Do I Have to Pay Tax on HSA Funds Not Used at the End of the Year?

Many people wonder about the tax implications of having funds left in their HSA at the end of the year. The good news is that you do not have to pay taxes on unused HSA funds. HSA funds are tax-free as long as they are used for qualified medical expenses.

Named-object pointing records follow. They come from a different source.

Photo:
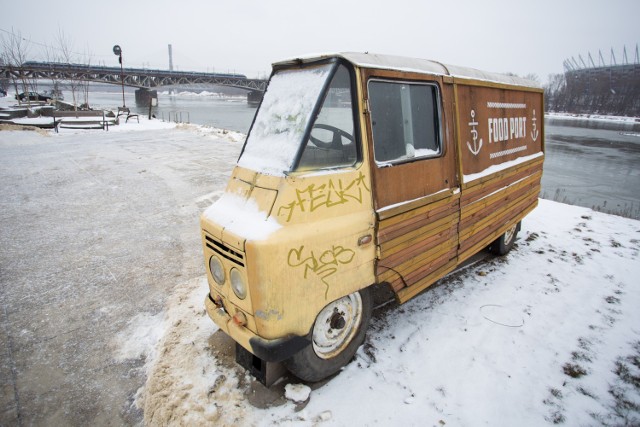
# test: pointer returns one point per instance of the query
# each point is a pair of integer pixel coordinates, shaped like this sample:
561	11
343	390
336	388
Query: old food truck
363	169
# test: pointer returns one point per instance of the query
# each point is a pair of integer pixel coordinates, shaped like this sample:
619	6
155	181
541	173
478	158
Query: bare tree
51	55
84	84
15	50
65	48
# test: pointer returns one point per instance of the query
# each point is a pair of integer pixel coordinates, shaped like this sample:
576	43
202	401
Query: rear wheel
503	244
337	333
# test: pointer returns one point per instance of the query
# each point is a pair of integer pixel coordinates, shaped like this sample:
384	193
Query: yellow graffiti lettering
328	195
323	266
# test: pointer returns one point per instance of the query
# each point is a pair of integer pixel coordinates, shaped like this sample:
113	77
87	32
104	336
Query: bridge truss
134	77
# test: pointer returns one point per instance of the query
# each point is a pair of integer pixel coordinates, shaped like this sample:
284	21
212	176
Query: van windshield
305	122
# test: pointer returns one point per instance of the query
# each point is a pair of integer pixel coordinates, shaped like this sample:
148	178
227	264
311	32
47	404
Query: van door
415	187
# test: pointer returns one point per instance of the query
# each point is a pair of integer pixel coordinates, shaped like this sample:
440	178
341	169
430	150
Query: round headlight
237	284
217	270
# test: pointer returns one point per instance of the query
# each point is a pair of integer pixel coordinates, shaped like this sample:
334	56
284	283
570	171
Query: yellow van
363	169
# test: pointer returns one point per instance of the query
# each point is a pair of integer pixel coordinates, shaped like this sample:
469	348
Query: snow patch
297	392
242	217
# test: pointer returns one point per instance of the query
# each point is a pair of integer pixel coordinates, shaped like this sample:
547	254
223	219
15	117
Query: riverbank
105	323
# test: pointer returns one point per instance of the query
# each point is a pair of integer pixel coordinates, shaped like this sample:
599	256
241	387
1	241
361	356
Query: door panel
416	193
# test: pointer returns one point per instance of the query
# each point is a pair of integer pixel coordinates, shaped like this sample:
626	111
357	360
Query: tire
338	331
503	244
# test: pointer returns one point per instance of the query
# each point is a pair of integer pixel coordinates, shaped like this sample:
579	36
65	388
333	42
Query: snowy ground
548	334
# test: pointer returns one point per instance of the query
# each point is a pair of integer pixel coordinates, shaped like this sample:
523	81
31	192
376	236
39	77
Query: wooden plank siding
416	243
489	207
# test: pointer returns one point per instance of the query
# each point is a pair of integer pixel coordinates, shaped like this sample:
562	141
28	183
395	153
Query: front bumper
275	350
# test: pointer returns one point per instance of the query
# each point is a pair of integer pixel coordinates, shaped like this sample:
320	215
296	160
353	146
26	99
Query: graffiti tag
327	195
323	266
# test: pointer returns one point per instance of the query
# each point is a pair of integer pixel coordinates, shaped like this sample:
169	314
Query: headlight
217	270
237	284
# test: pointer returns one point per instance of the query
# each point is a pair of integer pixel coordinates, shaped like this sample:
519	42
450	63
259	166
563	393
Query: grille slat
225	251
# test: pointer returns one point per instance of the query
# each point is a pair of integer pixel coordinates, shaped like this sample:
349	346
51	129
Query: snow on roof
416	65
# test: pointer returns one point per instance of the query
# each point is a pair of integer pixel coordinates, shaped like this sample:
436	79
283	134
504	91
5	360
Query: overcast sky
247	36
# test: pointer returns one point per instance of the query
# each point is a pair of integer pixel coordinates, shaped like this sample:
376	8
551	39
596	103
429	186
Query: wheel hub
336	325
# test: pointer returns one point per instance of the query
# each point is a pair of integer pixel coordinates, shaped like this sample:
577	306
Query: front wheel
503	244
337	333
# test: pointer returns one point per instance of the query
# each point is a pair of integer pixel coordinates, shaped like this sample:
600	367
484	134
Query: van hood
244	210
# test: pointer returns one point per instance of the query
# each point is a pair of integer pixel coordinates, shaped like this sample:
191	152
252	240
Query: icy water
594	164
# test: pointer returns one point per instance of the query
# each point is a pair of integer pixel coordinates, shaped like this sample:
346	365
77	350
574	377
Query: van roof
416	65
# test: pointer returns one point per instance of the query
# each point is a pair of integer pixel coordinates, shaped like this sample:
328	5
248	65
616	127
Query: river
590	163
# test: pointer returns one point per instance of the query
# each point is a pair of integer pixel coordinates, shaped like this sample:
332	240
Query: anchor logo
534	132
477	145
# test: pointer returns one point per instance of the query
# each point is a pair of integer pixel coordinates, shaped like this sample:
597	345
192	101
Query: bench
83	119
124	111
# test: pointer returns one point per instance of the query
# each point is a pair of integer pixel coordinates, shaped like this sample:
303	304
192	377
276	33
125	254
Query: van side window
332	141
404	120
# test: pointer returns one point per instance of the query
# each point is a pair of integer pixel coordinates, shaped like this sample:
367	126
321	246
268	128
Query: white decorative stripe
507	152
505	105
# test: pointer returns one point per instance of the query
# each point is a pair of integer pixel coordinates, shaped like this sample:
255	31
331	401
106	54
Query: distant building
603	89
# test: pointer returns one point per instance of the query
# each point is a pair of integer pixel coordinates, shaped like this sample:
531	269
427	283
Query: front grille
225	251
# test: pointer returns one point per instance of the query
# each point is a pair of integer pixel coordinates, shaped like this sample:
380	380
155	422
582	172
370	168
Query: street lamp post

Here are some important points to keep in mind:

  • Unused HSA funds roll over year after year
  • You can continue to contribute to your HSA and accumulate funds without penalty
  • If you use HSA funds for non-qualified expenses, you will have to pay taxes on the amount withdrawn, plus a 20% penalty if you are under 65
  • Once you reach 65, you can withdraw HSA funds for non-medical expenses penalty-free, but you will still have to pay income tax on the amount withdrawn

It's important to note that HSA funds are meant to be used for healthcare costs, so it's best to plan your expenses accordingly to make the most of your HSA.


Have you ever found yourself questioning whether you need to pay taxes on your HSA funds that you haven't used by the end of the year? The truth is, you're not alone in this confusion! Fortunately, the answer is no, you don't have to pay taxes on unused HSA funds. As long as you allocate your HSA dollars toward qualified medical expenses, your savings remain tax-free.